はじめに
中小企業において新たにWebサイトを構築したり、既存サイトのリニューアルを検討したりする際、まず頭を悩ませるのが「どの制作会社に依頼すべきか」という点です。制作会社は無数に存在し、それぞれ得意とする分野や制作スタイル、価格帯に違いがあります。さらに、制作後の運用体制や目的達成に向けたマーケティング支援など、提供できるサービス範囲も様々です。そのため、ただ単に“安い”という理由だけで選んでしまうと、思ったような成果が得られない、コミュニケーションがうまくいかないなどの問題が発生する恐れがあります。

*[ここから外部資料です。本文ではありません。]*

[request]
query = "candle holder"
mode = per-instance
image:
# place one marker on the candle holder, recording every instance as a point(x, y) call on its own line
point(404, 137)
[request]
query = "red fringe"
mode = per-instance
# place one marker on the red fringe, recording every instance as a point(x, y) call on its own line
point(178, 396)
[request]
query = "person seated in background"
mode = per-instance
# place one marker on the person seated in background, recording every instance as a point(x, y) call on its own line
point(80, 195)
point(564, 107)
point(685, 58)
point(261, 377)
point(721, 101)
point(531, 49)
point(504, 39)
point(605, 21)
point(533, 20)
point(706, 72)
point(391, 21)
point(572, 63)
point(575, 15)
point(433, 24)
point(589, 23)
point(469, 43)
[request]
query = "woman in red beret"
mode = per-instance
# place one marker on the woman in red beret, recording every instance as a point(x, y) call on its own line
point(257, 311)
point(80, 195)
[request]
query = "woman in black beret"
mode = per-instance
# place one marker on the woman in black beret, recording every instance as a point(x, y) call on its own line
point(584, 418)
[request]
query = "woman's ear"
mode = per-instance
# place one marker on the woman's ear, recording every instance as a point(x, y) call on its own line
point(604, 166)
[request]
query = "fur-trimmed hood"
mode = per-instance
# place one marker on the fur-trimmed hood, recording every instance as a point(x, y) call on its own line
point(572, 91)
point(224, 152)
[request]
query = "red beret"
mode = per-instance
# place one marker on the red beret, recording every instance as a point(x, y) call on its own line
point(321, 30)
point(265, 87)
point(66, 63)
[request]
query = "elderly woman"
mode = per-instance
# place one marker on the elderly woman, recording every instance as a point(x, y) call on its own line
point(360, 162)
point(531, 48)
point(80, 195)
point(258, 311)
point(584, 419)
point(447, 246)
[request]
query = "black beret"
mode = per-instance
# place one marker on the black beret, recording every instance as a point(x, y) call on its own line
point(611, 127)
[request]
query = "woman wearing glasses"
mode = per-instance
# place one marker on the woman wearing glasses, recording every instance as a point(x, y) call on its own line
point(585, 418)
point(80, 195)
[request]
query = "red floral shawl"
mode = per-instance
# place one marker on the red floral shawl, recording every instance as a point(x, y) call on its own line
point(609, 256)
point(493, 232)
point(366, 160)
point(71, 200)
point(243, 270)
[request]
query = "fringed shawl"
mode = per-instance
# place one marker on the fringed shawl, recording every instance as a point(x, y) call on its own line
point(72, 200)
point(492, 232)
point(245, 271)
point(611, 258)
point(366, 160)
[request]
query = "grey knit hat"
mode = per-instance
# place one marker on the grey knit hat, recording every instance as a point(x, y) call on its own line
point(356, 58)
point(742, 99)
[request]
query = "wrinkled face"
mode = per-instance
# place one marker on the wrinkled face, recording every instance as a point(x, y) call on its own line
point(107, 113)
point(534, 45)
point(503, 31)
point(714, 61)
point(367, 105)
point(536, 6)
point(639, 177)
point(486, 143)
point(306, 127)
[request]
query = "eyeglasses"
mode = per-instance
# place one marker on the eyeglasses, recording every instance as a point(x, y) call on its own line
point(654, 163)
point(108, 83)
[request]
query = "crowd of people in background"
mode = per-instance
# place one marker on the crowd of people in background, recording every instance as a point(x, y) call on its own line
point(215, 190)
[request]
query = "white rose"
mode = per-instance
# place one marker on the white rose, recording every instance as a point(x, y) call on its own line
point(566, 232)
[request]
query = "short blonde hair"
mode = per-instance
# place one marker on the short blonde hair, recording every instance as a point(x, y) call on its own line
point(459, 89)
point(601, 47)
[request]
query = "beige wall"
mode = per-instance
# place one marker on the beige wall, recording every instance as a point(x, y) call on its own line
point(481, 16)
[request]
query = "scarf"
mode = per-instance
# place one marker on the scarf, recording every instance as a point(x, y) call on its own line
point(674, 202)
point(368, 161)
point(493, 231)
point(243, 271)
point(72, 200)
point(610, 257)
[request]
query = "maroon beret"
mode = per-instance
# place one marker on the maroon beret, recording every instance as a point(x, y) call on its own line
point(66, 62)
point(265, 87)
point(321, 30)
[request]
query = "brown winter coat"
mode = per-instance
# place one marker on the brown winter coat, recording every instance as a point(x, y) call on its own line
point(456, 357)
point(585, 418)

本記事では制作会社選定基準 というテーマをもとに、費用面だけでなく、プロジェクトの目的や方向性を確立するために必要な視点、また制作会社と契約する前に確認すべき具体的な項目などについて詳しく解説します。これを読むことで、制作会社選定における重要ポイントや見落としがちな点を理解し、失敗や後悔を防ぐことができるはずです。

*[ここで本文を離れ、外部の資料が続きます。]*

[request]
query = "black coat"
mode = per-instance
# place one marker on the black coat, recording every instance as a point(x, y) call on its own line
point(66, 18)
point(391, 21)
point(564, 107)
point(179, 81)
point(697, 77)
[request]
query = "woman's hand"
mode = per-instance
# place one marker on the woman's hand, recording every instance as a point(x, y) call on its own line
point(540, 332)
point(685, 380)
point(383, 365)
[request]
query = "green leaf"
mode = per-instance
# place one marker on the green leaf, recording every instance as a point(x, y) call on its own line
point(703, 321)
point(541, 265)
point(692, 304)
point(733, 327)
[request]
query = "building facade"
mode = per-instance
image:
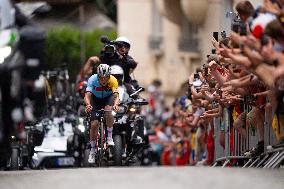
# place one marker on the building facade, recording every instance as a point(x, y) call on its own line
point(171, 38)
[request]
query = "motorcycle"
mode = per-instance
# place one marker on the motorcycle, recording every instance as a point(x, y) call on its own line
point(131, 143)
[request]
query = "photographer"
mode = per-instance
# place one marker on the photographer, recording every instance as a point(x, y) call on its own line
point(114, 53)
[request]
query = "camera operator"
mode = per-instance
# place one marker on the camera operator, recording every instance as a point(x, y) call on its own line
point(114, 53)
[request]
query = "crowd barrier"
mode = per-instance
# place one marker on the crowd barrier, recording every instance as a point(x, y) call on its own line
point(235, 145)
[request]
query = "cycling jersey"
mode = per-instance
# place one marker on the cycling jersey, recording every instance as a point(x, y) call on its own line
point(100, 91)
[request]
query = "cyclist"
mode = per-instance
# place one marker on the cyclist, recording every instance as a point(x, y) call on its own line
point(101, 93)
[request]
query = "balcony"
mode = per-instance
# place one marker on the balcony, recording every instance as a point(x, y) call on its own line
point(188, 45)
point(155, 44)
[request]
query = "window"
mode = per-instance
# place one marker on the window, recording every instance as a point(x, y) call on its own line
point(155, 41)
point(188, 42)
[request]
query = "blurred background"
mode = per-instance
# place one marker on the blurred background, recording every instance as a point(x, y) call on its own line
point(169, 37)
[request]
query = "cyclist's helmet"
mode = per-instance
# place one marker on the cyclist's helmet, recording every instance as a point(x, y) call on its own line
point(118, 73)
point(103, 70)
point(123, 40)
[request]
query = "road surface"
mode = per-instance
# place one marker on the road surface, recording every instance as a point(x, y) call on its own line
point(144, 178)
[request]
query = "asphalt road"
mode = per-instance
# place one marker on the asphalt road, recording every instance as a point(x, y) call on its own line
point(144, 178)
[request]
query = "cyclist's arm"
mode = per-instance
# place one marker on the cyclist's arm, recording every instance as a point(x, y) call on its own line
point(88, 67)
point(114, 88)
point(87, 98)
point(88, 93)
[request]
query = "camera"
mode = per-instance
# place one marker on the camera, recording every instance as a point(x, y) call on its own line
point(109, 50)
point(197, 83)
point(237, 25)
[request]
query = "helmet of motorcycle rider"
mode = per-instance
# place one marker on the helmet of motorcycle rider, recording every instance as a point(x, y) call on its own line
point(123, 40)
point(103, 70)
point(118, 73)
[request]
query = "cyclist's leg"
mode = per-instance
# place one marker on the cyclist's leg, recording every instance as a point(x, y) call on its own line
point(95, 117)
point(109, 118)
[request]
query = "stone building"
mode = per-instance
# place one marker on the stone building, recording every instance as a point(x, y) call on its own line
point(171, 38)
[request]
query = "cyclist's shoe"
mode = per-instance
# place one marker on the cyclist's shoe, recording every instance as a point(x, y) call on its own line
point(124, 155)
point(110, 141)
point(92, 157)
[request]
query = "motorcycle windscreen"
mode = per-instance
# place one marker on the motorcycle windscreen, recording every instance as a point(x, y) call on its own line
point(7, 14)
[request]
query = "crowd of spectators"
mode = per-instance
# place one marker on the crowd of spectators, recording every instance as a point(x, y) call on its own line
point(246, 68)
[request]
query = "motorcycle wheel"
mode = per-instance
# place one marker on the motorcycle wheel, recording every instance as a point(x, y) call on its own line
point(85, 158)
point(15, 159)
point(117, 150)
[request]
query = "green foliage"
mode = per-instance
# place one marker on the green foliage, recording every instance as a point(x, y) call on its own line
point(63, 45)
point(108, 7)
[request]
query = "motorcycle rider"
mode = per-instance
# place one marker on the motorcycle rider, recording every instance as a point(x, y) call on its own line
point(102, 90)
point(123, 59)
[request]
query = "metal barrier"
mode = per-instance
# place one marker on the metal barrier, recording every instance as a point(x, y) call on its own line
point(236, 145)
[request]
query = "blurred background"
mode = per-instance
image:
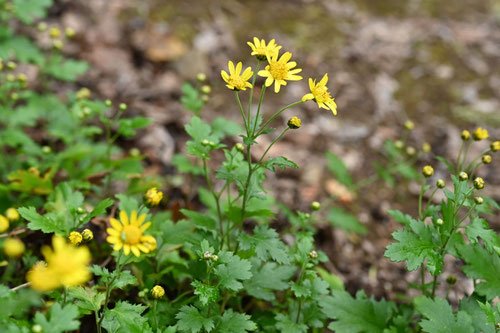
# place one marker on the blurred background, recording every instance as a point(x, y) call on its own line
point(434, 62)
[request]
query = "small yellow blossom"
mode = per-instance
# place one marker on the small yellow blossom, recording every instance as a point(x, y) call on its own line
point(4, 223)
point(12, 214)
point(294, 123)
point(260, 49)
point(128, 234)
point(13, 247)
point(427, 171)
point(279, 71)
point(87, 235)
point(153, 196)
point(157, 291)
point(65, 265)
point(480, 134)
point(75, 237)
point(235, 79)
point(319, 93)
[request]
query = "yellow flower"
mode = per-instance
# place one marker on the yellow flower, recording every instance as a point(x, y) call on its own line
point(127, 234)
point(260, 49)
point(157, 291)
point(13, 247)
point(235, 80)
point(4, 223)
point(65, 265)
point(278, 71)
point(480, 134)
point(319, 93)
point(75, 237)
point(153, 196)
point(12, 214)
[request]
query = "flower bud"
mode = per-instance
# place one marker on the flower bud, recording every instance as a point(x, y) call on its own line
point(427, 171)
point(495, 146)
point(4, 224)
point(153, 196)
point(13, 247)
point(486, 159)
point(465, 135)
point(315, 205)
point(294, 123)
point(409, 125)
point(240, 147)
point(75, 238)
point(480, 134)
point(451, 280)
point(479, 183)
point(202, 77)
point(87, 235)
point(12, 214)
point(206, 89)
point(440, 183)
point(157, 291)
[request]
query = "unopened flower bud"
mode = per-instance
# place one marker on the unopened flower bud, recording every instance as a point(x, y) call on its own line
point(75, 238)
point(486, 159)
point(479, 183)
point(87, 235)
point(427, 171)
point(294, 123)
point(409, 125)
point(315, 205)
point(157, 291)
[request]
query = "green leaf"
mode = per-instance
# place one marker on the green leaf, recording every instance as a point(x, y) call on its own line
point(360, 314)
point(266, 244)
point(207, 294)
point(124, 318)
point(336, 166)
point(440, 316)
point(191, 320)
point(345, 221)
point(480, 228)
point(232, 322)
point(483, 265)
point(268, 278)
point(61, 319)
point(232, 271)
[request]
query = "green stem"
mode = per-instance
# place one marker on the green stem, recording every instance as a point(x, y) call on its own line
point(275, 115)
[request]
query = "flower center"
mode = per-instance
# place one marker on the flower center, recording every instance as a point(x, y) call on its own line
point(278, 70)
point(131, 234)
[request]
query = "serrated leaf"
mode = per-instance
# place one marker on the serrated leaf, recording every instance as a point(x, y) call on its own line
point(232, 322)
point(266, 245)
point(440, 316)
point(356, 315)
point(61, 319)
point(191, 320)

まずは制作会社を選ぶことの意味や、なぜ選定が重要なのか、その背景から見ていきましょう。
制作会社選定の重要性
Webサイトは企業の「顔」とも言える存在です。会社概要や提供するサービスの情報を伝えるだけでなく、見込み顧客との接点や営業のサポートツールとしても大きな役割を果たします。さらに、企業やブランドのイメージを構築し、利用者が求める情報を適切に発信していくためには、単なるデザインの良し悪しだけではなく、その後の運用や更新も視野に入れた設計が必要です。
自社の目的や目標を達成するため
制作会社を選定する主な目的は、企業が掲げるビジネス目標をWebサイトを通して達成することにあります。例えば以下のような例が考えられます。
- 新規顧客の獲得
- 自社ブランドの認知度拡大
- 既存顧客との関係強化
- 製品・サービスのオンライン販売促進
このように、ただ見栄えの良いサイトを作るだけではなく、目的を達成するための設計を行うという視点が不可欠です。制作会社を選ぶときには、この視点を共有できる相手なのかを見極めることが肝要です。
コミュニケーションと長期的パートナーシップ
Webサイト制作は短期間で完結する案件もあれば、公開後も継続的に改修や更新を行いながら育てていく場合もあります。そのため、一度サイトを公開して終わりではなく、運用フェーズに入ってからも問い合わせ対応や機能追加、デザインの更新などの作業が発生します。加えて、集客やマーケティングの戦略立案を支援する会社もあれば、更新に関するアドバイスやコンテンツ作成のサポートなど、幅広いサービスを提供している会社もあります。
このように、Web制作をきっかけにして長期間にわたり付き合いが続く可能性があるため、制作会社の選定では「長期的に協力していける体制があるか」「担当者とのコミュニケーションが取りやすいか」といった点も重要な評価基準となります。
失敗するとコストが膨らむ
制作会社の選定が失敗すると、最終的に納品されたWebサイトが目的を達成できずにリニューアルを余儀なくされたり、追加の機能実装に高額なコストがかかったり、想定以上の時間を浪費したりする可能性があります。また、運用フェーズでのサポートが不足している会社と契約した結果、社内で更新作業が回らなくなるなどのトラブルに直面することもあります。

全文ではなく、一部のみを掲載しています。